Thanks everyone for your ideas and thanks for the pics Jerry! Those photos are AMAZING!!!  Wish we lived near a beach. Nothing like that in STL. Guess i'll just take her to a muddy river. That should make for some decent pics.
I really like the barrel idea with the dress on fire as she is walking away. Will have to find a barrel though. The hard part is trying to find all of these things! 
Another photo i really want to take is of her at a junkyard of some sort with a VERY old , beat up , rusted truck. Not sure if you have to have permission to access something like that. I dont even know that i have one anywhere around me. Hmmmmm


----------



## JerryPH (Aug 27, 2009)

i Kandi Photography said:


> Thanks everyone for your ideas and thanks for the pics Jerry! Those photos are AMAZING!!!



Thank-you... I have an awesome mentor and good friend. 



i Kandi Photography said:


> Another photo i really want to take is of her at a junkyard of some sort with a VERY old , beat up , rusted truck. Not sure if you have to have permission to access something like that. I dont even know that i have one anywhere around me. Hmmmmm


If you go a day or 2 in advance and look around a few junkyards, I am sure that if you ask, they will give you permission to shoot.  Also often one can find an abandoned car in a field or barn.. just a thought.

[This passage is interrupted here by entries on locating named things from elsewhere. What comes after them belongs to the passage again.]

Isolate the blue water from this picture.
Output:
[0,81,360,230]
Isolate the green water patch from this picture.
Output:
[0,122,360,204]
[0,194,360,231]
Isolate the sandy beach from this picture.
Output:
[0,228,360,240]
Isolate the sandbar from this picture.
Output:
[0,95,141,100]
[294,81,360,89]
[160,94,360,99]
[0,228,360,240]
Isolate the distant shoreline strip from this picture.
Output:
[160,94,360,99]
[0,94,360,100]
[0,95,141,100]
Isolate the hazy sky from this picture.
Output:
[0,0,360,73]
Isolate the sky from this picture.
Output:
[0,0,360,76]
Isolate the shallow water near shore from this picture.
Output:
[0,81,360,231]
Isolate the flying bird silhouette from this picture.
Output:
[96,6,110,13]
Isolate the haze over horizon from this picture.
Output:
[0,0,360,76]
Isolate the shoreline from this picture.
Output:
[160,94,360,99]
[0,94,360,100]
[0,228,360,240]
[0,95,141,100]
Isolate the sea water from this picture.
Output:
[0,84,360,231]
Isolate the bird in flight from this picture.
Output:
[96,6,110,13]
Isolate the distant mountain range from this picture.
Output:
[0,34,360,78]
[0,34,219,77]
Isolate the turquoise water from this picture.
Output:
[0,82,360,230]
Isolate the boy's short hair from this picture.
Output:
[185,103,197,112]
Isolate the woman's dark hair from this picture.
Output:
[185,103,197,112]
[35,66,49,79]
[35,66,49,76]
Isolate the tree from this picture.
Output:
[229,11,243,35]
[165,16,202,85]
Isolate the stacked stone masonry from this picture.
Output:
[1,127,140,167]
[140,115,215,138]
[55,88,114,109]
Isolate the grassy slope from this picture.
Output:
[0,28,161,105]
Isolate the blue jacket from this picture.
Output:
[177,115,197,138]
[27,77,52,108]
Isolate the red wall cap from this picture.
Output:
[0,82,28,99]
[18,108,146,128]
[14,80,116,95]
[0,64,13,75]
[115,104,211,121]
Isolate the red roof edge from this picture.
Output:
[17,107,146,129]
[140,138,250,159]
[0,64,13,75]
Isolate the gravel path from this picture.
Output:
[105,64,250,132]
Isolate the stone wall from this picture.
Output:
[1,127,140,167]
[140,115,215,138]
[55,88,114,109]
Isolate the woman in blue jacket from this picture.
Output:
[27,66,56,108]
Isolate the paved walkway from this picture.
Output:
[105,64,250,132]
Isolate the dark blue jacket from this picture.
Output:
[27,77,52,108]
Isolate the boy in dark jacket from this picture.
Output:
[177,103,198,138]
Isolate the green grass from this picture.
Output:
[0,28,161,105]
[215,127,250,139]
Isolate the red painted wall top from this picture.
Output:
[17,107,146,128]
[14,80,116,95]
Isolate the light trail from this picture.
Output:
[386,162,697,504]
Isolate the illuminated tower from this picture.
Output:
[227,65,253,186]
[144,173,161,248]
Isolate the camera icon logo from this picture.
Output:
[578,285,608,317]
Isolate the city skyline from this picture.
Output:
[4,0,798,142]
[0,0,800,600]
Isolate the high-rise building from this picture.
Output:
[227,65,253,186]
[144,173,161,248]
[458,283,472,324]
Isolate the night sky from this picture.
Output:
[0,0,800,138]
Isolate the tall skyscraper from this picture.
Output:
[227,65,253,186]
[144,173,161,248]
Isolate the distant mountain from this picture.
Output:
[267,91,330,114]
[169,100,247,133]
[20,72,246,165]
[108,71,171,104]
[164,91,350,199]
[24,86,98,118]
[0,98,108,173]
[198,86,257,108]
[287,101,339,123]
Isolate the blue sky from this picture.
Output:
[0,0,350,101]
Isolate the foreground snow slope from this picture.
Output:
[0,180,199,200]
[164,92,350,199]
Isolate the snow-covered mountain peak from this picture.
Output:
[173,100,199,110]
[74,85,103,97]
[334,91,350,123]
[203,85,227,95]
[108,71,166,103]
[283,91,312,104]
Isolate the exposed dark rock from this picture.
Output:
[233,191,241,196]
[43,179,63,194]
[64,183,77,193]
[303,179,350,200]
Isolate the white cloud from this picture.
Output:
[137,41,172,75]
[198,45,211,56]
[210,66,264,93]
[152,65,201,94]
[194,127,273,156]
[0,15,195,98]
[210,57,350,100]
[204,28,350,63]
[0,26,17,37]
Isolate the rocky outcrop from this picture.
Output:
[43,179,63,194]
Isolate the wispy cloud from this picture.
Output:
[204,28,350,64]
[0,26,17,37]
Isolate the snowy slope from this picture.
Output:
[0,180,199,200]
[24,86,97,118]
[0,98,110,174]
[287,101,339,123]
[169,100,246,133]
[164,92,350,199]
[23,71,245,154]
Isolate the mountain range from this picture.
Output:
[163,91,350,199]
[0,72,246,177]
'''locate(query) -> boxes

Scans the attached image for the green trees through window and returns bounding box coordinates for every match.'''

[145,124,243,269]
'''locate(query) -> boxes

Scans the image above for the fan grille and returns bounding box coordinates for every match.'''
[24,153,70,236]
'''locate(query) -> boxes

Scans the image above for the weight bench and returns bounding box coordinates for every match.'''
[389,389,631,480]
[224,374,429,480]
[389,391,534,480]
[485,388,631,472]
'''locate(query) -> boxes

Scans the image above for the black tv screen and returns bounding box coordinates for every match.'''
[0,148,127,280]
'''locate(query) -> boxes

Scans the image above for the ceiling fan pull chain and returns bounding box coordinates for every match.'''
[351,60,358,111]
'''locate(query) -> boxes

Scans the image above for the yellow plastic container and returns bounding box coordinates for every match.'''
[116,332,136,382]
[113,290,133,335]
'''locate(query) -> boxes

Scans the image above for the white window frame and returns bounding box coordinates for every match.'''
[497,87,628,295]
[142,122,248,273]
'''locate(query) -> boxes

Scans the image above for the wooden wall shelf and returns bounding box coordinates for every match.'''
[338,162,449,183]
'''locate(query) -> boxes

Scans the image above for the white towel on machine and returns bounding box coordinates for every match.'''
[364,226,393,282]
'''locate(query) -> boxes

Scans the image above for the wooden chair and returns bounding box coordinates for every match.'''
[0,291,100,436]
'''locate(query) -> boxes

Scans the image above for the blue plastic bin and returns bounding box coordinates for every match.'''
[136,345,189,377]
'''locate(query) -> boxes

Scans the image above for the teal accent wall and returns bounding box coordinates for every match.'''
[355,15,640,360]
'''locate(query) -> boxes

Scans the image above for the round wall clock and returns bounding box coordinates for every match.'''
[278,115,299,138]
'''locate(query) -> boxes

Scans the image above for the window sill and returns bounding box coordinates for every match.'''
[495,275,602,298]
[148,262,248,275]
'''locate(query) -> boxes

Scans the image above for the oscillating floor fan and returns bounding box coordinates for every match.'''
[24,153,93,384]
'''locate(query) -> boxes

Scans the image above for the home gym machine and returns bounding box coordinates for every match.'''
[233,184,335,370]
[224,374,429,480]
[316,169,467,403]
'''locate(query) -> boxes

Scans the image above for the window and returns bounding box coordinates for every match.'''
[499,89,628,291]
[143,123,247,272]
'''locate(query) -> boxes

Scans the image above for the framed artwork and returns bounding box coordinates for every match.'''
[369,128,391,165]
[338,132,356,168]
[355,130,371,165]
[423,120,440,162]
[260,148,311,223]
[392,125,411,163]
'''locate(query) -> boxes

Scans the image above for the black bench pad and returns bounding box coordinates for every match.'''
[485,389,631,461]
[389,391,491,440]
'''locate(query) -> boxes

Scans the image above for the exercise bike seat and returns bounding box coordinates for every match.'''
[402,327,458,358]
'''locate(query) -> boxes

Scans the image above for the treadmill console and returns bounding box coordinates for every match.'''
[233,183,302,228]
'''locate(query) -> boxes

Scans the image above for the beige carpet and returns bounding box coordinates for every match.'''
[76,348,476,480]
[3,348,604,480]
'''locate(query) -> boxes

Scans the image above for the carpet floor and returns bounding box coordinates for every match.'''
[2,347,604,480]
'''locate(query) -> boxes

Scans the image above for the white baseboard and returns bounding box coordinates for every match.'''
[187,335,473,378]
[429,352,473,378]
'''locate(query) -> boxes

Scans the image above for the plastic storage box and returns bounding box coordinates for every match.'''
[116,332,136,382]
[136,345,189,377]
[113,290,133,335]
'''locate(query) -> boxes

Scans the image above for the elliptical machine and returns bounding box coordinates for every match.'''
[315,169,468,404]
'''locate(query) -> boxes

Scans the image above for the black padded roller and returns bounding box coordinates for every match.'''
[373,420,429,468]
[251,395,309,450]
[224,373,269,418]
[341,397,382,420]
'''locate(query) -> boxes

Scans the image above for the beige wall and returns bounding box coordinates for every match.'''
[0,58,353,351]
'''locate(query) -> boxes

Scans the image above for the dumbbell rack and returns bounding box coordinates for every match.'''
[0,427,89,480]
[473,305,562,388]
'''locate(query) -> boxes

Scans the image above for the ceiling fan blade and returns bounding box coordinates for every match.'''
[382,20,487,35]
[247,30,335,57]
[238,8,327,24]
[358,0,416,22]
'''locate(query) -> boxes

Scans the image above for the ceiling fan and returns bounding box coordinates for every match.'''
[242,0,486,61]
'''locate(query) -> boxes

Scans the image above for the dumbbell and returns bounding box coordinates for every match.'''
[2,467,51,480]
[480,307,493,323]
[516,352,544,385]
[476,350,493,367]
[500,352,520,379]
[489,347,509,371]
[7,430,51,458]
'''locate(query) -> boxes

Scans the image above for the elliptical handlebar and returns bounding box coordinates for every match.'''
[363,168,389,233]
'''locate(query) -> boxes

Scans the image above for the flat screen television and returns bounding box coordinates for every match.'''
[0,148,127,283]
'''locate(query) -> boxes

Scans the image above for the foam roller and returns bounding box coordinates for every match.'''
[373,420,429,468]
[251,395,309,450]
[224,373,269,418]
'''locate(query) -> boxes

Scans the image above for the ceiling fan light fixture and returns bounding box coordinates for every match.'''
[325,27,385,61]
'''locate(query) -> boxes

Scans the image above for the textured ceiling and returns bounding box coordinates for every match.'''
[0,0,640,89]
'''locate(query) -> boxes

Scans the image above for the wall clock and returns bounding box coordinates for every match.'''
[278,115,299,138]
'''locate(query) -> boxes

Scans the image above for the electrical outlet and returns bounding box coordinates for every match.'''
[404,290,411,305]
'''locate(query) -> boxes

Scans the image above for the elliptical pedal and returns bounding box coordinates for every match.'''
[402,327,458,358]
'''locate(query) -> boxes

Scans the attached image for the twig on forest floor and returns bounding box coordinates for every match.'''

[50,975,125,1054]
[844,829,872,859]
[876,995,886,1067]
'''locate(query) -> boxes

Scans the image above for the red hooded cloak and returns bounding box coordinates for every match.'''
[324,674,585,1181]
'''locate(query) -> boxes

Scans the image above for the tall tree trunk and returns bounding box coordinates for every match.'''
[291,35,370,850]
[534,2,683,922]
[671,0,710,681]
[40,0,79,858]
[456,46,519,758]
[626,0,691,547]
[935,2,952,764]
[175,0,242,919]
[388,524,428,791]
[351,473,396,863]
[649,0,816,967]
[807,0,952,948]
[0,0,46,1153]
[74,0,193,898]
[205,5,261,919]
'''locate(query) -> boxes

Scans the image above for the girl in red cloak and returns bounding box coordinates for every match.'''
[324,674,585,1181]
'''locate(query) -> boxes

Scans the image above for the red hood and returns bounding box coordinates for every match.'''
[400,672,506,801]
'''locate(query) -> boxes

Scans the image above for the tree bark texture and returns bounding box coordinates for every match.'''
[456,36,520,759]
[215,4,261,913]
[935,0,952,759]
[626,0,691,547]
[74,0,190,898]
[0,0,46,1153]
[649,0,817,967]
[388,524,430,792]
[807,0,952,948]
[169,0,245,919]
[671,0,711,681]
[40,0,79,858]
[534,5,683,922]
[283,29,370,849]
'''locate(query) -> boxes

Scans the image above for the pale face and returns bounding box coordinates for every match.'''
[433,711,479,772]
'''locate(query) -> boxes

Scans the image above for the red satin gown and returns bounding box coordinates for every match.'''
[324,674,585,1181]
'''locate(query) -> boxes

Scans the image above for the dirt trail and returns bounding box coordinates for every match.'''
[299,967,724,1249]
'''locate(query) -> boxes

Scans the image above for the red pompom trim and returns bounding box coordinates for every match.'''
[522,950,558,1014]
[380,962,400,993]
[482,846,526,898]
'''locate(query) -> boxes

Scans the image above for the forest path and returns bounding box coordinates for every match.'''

I am not fond of the idea of the dress burning in a barrel... you cannot see it's full length  burning... however,  hang that dress on a hanger and from a tripod with a boom arm (NOT a tree that could catch fire!), and that becomes a more viable solution where you can see it burning full length... however, be 101% sure she wants to do this, then plan 3 times, shoot once, shoot fast and shoot many.  There are no second chances.  This situation presents LOTS of possibilities, but play it safe, have an A-B-C fire extinguisher handy and don't use things like gas or what not.  You want a dress on fire, not explosions.



Good luck!


----------